The Web hosted archives containing the source codes for Yandex projects. They were authenticated by the company, who acknowledged that the materials had been stolen from an internal repository. However they denied any suggestion that it was a hack.
The attackers published more than 44.7 GB of archives (.tar.bz2) – hackers claim they were able to access the source codes of Yandex project sources, except for anti-spam rules. According to data thieves it occurred in July 2022. The archives contain materials in Python, C ++, Go and TypeScript, as well as methods for working with Protocol Buffers, YAML and JSON data, according to a publication on Habré. Some of the strangest features of the archive information include large amounts of Python 2.7 support code, and a single date for all folders and files – “2022-02-24”. This contradicts the statements of hackers.

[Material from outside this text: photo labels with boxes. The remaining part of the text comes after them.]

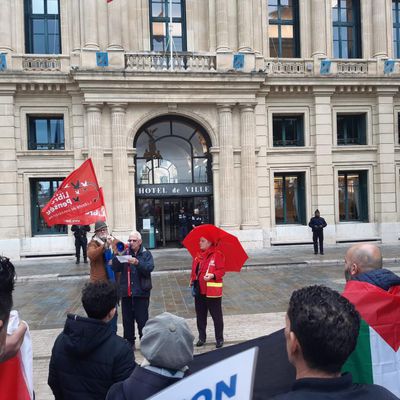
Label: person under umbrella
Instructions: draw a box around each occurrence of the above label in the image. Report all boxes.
[190,234,225,348]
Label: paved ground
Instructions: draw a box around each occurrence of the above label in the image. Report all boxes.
[10,246,400,400]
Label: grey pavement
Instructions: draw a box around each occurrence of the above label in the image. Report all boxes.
[10,245,400,400]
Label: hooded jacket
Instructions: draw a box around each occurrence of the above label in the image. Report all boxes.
[48,314,136,400]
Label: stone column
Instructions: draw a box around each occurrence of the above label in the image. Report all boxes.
[311,0,327,58]
[217,104,236,229]
[215,0,230,52]
[83,0,99,49]
[0,0,14,52]
[376,88,398,243]
[108,1,122,49]
[239,104,258,229]
[110,103,134,234]
[237,0,253,52]
[372,0,388,57]
[85,103,104,186]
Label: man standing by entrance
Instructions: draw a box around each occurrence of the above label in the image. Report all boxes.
[308,209,326,254]
[71,225,90,264]
[113,231,154,348]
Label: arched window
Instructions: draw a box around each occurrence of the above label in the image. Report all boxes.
[134,116,212,185]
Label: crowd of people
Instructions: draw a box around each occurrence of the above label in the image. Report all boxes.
[0,225,400,400]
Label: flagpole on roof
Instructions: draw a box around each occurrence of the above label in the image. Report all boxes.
[168,0,174,71]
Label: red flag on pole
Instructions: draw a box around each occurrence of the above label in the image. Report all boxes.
[41,158,106,226]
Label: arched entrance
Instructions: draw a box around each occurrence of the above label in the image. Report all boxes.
[134,115,214,248]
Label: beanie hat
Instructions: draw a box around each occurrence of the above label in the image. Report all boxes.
[94,221,108,232]
[140,312,194,370]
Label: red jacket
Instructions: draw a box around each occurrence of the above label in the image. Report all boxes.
[190,247,225,297]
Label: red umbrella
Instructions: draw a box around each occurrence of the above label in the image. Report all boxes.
[183,224,249,272]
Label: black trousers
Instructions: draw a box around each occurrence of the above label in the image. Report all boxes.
[121,297,150,345]
[313,229,324,254]
[194,295,224,342]
[75,238,87,261]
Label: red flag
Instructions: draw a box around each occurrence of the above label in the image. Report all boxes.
[41,158,105,226]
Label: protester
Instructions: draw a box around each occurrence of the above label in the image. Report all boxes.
[308,210,326,255]
[274,286,397,400]
[178,207,189,246]
[71,225,90,264]
[190,208,204,228]
[0,256,27,362]
[106,312,194,400]
[190,237,225,348]
[48,281,135,400]
[113,231,154,348]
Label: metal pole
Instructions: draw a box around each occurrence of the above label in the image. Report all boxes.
[168,0,174,71]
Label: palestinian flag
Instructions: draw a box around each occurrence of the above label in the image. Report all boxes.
[343,281,400,397]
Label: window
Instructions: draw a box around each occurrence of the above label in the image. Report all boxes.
[268,0,300,58]
[338,171,368,222]
[28,115,64,150]
[25,0,61,54]
[150,0,186,52]
[30,178,67,236]
[332,0,361,58]
[134,117,212,185]
[272,115,304,146]
[392,0,400,58]
[274,172,306,225]
[337,114,367,145]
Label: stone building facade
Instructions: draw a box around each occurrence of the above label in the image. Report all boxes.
[0,0,400,258]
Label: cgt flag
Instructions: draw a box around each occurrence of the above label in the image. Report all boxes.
[41,158,106,226]
[342,281,400,396]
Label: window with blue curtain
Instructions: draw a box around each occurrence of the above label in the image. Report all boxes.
[338,171,368,222]
[392,0,400,58]
[272,115,304,147]
[150,0,186,52]
[337,113,367,146]
[30,178,67,236]
[274,172,306,225]
[267,0,300,58]
[332,0,362,58]
[24,0,61,54]
[27,115,65,150]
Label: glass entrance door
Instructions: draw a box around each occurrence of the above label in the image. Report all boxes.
[137,196,213,249]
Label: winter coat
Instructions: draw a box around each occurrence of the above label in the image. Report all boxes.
[308,217,327,232]
[106,367,180,400]
[48,314,136,400]
[190,247,225,297]
[112,246,154,297]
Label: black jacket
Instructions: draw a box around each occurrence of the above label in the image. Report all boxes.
[48,314,136,400]
[112,246,154,297]
[308,217,326,232]
[272,374,398,400]
[106,367,180,400]
[352,268,400,290]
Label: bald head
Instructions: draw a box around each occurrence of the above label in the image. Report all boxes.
[344,243,382,281]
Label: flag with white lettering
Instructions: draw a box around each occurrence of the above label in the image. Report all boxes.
[41,158,106,226]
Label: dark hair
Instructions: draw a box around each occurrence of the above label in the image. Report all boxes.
[0,256,15,322]
[287,286,360,373]
[82,281,118,319]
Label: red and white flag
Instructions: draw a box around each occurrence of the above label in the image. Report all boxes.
[41,158,106,226]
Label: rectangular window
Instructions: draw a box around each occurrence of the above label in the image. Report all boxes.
[332,0,361,58]
[337,113,367,146]
[274,172,306,225]
[392,0,400,58]
[268,0,300,58]
[150,0,186,52]
[338,171,368,222]
[30,178,67,236]
[24,0,61,54]
[28,115,65,150]
[272,115,304,147]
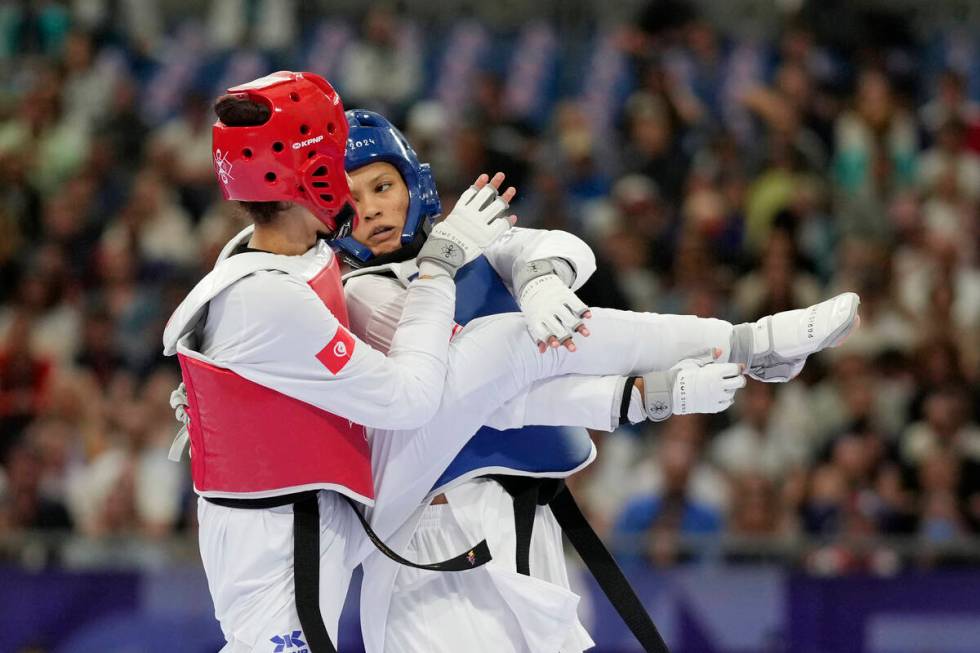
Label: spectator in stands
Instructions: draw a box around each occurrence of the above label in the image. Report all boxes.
[709,382,809,482]
[613,418,722,565]
[4,442,72,530]
[339,2,422,118]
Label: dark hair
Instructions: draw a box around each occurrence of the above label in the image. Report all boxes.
[214,95,290,224]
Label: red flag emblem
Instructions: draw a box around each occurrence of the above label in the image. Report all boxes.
[316,325,355,374]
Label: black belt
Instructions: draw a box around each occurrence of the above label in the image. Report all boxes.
[210,490,492,653]
[490,475,670,653]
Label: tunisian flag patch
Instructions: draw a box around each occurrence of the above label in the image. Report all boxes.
[316,325,355,374]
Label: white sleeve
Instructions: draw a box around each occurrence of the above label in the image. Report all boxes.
[344,274,410,354]
[484,227,596,292]
[487,375,625,431]
[202,272,455,429]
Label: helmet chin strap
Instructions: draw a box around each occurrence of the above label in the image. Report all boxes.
[341,220,432,270]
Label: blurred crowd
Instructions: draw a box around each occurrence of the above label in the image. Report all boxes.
[0,0,980,572]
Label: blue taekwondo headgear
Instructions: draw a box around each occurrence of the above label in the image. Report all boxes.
[331,109,442,268]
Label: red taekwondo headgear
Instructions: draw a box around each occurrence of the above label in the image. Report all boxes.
[211,70,356,232]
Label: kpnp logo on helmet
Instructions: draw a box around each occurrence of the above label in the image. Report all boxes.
[214,150,234,184]
[293,134,323,150]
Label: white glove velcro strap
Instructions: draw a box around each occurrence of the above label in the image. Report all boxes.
[416,184,510,277]
[418,233,466,274]
[514,258,555,295]
[167,425,191,463]
[167,383,191,463]
[643,370,677,422]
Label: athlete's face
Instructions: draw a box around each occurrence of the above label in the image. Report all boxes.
[350,161,408,256]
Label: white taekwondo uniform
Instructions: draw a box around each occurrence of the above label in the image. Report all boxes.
[345,228,732,653]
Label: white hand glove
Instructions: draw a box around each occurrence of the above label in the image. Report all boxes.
[415,184,511,277]
[643,358,745,422]
[514,259,589,343]
[731,292,861,383]
[167,383,191,462]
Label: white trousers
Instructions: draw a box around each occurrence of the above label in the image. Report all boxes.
[197,492,363,653]
[198,309,731,653]
[384,479,594,653]
[357,309,732,653]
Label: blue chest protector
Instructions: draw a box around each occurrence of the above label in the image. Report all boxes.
[432,256,593,493]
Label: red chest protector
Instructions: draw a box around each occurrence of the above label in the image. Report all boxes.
[164,239,374,504]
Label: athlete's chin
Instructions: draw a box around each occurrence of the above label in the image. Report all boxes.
[371,239,401,256]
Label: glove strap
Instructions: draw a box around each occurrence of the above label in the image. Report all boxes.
[728,322,756,370]
[514,258,561,296]
[167,424,191,463]
[643,370,677,422]
[416,235,466,277]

Representatives from “Yandex”, however, acknowledged the authenticity of the published materials and stated that there had been no hacking. “Yandex security service has found code fragments from an internal repository in the public domain. They are different than the current repository and used in Yandex services..
The company also emphasized that the repositories are not intended to store users’ personal data, and an investigation is underway into the incident: “Although we are still investigating the source code fragments that got into the public domain, we don’t believe there is any risk to users’ data or platform performance.“. Sources familiar with the situation stated that Yandex project source codes were stolen from the Network by an employee.
It is worth noting that the leaked source codes are more interesting to study, but it is unlikely that it will be possible to directly use and launch “your own Yandex” based on them. There are many solutions, some tailored to Yandex’s infrastructure. For AI projects, there is not one thing that is most important – there aren’t trained neural networks or a data set to train them.